The Australian Competition and Consumer Commission has granted authorisation* to a joint venture arrangement to develop Thoroughbred horse racing facilities at the Queensland Turf Club and Brisbane Turf Clubs.
"No significant issues were raised by interested parties during the public consultations, including in response to the draft decision, about the proposal", ACCC Chairman, Mr Graeme Samuel, said today.
"The authorisation allows Queensland's two major racing clubs to efficiently co ordinate and finance some operations, take advantage of operational synergies and other cost savings.
"However, the extent to which the proposal will reduce competition in racing services, including training and stabling facilities, is limited by other southeast Queensland facilities and also the regulated nature of the industry.
"Competition will continue between the clubs to attract on-course spectators and gamblers, off-course gamblers and race entries.
"The ACCC is satisfied that any anti-competitive detriment will be outweighed by a public benefit in the form of cost savings to the clubs. The authorisation has been granted for eight years".
"The authorisation does not extend to a future merger proposal which has been previously discussed by the clubs".

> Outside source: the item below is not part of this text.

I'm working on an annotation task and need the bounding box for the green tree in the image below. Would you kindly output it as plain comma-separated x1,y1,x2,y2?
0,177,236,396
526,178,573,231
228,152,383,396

More information regarding the application and a copy of the final determination are available by following the Authorising anti-competitive conduct and Authorisations links on the ACCC's website.
Media inquiries
Mr Graeme Samuel, Chairman, 0408 335 555
Ms Lin Enright, Media, (02) 6243 1108or 0414 613 520
*The ACCC has the function, through the authorisation process, of adjudicating on certain anti-competitive practices that would otherwise breach the Trade Practices Act 1974. Authorisation provides immunity from court action, and is granted where the ACCC is satisfied that the practice delivers a net public benefit.